そう、作家の人柄は作品に現れると思うし。立派というか、誠実で、人柄の信頼できる人の作品に近づきたいと思うのだ。これは、一歩間違えると、作家に性格の良さまで求める圧力になってしまうので注意が必要だが、友達を作るときに僕の場合あえて、怖い人とか、破滅した人、正義を一切省みず快楽にのみ走る人に近づきたくないように、作品を通して作家に触れる時、なるべく優れた人格の人に触れたいと思うのだ。


例えば石牟礼道子さん、の作品を読んでいたら、この人は自分の成功なんて願っていなくて、もっと深い世界を観ていると分かる。命の深みとか、真理のような者に触れようとして書かれているんだな。普段から、注意深く考えて生きているんだろうなと分かる。実際、石牟礼さんに会った人の話しを聞くと、彼女がどれだけ多くの人を励まし、優しい人物だったかを知らされる。

最近会った作家で尹雄大さんという方がおられるが、彼もそうだった。人の痛みを見つめ、人の悲しみや痛みに寄り添った文を書く人だ。権力におもねったり、成功を急いだり絶対しない人だという事が文章からも伝わってくるが、話をしていても、やっぱりそういう人だと思った。

当たり前なんだが、その人の性格や、今何を願って生きているのか、何を見つめて生きているのかは、嫌でも作品に現れる。

今僕は、マンガや文章を書いているが、自分の事も筒抜けになっていると思ったのだ。そう考えた時に、どういう物を書きたいか、書くべきかより注意深く見つめていきたいと思った。そして、作品から自分の精神状態が分かるはずだ。破滅的なときは、やはり破滅的な作品になっているように思った。
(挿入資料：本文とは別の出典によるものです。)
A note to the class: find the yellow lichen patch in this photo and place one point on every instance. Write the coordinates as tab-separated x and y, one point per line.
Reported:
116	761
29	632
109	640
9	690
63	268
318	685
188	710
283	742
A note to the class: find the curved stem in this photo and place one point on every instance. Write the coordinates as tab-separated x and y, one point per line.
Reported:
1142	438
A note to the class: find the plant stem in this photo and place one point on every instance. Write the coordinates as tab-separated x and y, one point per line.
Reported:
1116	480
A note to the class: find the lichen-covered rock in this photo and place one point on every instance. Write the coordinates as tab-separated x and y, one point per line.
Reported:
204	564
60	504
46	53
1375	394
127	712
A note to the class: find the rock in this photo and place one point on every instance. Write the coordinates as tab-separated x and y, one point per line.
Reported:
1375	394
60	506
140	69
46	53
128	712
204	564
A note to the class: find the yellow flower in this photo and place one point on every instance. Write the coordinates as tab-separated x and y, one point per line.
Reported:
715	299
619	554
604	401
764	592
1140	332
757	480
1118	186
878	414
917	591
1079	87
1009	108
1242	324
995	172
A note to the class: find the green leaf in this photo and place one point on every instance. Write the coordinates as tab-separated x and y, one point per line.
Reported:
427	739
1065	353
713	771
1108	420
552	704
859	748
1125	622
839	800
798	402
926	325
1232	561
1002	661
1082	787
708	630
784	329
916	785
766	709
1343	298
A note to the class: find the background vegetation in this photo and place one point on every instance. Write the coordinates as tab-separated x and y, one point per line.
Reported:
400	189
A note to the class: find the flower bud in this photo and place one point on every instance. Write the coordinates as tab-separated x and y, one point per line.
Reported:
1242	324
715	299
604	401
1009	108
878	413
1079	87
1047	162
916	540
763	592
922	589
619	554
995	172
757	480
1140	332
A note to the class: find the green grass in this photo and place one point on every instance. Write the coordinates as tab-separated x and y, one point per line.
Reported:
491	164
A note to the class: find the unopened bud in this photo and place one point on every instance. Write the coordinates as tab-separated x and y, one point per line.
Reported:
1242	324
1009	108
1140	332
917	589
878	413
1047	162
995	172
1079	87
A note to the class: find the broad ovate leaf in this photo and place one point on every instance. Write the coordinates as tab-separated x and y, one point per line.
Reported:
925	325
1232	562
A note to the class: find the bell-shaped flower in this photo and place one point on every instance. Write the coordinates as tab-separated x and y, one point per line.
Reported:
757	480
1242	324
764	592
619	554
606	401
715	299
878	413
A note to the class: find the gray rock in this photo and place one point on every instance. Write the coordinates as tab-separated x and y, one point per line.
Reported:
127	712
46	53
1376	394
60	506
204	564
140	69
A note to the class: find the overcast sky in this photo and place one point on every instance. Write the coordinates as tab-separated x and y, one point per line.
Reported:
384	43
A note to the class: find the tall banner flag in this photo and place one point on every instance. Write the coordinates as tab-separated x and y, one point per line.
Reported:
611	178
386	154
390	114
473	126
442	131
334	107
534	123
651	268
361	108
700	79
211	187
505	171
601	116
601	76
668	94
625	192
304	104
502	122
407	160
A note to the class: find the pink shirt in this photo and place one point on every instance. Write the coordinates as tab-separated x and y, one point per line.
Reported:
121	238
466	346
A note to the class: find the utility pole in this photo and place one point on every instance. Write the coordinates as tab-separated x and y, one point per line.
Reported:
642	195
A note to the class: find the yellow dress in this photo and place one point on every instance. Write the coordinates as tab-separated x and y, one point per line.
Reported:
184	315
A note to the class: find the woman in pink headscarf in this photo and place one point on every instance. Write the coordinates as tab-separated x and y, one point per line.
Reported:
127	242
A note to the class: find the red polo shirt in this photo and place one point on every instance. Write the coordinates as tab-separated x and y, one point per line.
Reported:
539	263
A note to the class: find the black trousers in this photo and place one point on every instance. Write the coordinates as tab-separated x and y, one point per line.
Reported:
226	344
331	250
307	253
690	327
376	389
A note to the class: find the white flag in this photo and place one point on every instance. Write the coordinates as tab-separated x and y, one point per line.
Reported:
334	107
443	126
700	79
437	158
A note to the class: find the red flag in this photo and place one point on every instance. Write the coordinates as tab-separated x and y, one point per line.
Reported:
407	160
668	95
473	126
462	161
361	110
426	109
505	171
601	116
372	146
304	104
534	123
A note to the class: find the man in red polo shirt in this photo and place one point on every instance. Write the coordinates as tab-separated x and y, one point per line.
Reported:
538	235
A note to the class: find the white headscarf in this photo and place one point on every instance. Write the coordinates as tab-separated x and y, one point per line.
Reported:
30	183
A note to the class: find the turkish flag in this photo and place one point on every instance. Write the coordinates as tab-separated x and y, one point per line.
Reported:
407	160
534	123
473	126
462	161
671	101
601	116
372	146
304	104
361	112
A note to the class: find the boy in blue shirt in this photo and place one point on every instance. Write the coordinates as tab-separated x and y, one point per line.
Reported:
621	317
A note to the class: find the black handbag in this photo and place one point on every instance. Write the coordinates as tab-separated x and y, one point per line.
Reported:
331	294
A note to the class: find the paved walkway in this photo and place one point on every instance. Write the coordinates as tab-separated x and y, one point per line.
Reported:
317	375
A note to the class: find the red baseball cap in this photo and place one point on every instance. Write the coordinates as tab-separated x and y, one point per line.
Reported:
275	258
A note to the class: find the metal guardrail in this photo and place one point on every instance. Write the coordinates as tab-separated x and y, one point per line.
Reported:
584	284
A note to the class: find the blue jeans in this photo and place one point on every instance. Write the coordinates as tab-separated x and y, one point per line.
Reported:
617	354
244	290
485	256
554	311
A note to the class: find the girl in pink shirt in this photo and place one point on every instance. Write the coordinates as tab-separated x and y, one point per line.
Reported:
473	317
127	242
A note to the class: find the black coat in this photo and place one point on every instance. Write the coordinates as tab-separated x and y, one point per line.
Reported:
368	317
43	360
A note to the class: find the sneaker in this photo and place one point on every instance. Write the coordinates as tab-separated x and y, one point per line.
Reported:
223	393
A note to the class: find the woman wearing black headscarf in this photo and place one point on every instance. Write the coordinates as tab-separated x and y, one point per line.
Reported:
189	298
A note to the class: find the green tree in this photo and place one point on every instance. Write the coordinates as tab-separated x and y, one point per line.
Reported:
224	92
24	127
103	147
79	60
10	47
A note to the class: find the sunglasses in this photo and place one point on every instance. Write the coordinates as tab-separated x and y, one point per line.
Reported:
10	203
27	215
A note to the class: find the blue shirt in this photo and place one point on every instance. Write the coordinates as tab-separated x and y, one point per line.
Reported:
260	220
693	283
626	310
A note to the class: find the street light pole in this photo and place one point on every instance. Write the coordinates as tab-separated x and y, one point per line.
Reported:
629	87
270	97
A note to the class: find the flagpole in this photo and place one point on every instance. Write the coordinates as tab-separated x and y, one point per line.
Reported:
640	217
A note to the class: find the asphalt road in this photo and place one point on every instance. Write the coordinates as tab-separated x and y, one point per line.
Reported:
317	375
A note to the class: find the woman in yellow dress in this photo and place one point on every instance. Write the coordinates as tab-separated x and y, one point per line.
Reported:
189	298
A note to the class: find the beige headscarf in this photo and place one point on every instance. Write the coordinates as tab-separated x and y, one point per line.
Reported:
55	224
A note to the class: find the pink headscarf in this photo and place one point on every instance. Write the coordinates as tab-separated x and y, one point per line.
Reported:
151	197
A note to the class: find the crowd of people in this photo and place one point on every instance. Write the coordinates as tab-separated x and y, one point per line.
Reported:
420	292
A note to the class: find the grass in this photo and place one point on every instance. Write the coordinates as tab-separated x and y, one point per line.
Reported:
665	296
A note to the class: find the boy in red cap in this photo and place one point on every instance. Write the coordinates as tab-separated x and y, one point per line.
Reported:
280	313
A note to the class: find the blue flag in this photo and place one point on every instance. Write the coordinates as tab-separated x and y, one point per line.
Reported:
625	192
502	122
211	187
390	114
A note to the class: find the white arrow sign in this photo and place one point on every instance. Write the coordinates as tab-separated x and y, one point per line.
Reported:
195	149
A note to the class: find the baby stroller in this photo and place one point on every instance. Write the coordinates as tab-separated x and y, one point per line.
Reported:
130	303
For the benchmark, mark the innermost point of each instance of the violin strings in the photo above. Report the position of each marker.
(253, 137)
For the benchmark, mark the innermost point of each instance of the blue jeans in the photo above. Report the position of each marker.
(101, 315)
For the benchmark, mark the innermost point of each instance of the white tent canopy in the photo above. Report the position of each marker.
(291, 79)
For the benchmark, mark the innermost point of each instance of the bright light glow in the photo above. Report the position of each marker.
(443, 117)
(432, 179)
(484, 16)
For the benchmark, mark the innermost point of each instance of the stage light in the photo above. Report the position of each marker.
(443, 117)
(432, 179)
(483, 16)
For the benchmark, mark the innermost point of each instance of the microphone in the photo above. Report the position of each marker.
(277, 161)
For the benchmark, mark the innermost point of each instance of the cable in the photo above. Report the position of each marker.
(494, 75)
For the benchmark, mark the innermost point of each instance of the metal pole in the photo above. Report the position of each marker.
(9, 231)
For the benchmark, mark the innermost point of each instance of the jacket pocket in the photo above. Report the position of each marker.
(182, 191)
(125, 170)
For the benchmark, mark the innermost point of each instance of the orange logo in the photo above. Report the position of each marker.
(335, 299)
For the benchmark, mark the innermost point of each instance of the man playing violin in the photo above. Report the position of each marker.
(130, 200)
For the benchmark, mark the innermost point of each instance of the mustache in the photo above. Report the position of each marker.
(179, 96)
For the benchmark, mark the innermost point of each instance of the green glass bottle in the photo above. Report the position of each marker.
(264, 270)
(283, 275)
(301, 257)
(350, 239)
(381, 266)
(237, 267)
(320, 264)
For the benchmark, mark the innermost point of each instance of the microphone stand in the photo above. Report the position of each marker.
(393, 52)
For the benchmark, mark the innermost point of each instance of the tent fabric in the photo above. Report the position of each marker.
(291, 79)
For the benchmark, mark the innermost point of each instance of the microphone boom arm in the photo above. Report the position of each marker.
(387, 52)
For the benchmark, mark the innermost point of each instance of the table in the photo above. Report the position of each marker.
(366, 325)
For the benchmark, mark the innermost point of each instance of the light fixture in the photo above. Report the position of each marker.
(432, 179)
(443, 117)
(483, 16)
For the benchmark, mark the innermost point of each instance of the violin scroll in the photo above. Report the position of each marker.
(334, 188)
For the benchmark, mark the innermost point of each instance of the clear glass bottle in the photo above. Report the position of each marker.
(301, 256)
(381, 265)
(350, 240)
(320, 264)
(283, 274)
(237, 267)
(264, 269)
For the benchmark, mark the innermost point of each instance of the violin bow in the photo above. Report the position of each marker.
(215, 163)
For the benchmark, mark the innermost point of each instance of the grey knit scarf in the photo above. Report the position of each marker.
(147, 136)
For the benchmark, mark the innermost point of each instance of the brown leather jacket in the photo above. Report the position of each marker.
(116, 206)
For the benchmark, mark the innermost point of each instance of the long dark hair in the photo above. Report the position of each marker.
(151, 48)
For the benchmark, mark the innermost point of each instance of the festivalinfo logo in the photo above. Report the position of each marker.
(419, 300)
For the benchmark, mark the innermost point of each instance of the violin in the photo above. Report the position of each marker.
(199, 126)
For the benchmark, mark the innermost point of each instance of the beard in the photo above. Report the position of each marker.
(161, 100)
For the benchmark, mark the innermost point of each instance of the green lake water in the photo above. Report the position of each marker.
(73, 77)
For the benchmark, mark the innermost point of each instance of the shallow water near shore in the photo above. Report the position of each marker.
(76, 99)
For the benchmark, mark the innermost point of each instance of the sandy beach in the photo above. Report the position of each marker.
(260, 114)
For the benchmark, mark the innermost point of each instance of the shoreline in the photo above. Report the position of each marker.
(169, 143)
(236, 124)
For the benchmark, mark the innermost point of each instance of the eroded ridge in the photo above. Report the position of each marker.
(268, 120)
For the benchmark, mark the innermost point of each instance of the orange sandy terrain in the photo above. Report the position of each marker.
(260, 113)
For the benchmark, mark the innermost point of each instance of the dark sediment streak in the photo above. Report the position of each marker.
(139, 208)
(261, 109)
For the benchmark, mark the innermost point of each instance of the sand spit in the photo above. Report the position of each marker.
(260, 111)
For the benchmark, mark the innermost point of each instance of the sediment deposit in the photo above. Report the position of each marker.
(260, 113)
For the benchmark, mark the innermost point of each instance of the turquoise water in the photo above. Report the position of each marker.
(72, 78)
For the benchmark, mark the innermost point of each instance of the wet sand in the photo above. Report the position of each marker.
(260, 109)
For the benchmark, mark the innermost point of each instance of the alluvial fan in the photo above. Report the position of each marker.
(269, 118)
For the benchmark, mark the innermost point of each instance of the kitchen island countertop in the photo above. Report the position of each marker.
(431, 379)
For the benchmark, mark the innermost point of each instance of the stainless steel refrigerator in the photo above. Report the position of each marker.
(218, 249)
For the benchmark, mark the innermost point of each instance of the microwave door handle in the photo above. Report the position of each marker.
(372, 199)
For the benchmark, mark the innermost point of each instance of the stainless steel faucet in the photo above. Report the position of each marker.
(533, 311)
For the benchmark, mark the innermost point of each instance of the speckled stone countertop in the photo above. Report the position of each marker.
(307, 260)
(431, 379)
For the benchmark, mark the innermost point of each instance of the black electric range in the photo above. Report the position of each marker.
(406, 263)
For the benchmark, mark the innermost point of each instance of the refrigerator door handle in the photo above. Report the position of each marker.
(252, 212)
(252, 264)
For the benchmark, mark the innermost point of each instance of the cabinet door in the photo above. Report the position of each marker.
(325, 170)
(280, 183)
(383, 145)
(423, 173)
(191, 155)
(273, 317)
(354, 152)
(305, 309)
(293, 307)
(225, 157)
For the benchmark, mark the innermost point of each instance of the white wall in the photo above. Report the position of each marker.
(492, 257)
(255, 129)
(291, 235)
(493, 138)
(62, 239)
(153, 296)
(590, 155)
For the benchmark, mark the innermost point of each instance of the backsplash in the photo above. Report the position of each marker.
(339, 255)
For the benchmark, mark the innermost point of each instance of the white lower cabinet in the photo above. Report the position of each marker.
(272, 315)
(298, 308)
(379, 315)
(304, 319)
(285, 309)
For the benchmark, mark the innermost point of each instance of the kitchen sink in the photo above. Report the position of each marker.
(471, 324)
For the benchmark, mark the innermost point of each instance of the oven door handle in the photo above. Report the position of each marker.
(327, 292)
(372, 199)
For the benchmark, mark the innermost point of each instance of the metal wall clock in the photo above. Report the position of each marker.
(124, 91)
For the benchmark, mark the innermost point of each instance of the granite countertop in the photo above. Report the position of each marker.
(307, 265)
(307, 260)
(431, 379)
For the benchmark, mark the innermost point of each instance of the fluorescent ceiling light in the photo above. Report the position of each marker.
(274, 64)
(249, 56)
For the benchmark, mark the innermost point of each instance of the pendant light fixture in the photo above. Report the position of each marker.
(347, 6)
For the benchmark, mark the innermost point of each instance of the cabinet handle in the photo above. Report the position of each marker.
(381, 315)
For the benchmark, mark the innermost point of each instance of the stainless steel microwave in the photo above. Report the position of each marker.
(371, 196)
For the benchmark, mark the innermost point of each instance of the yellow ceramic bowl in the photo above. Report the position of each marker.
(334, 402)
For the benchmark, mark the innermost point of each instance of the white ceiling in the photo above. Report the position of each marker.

なるべく安定して、いい作品を描いていきたいと思ったのだ。


現代に求められているのは、そういう誠実な作品を描く事だと思う。

ただ、自分が善に立って書けるとは思わない、善に向けて描きたいという願いを持つこと位しかできないのだろうが。


(終)


この記事が気に入ったらサポートをしてみませんか?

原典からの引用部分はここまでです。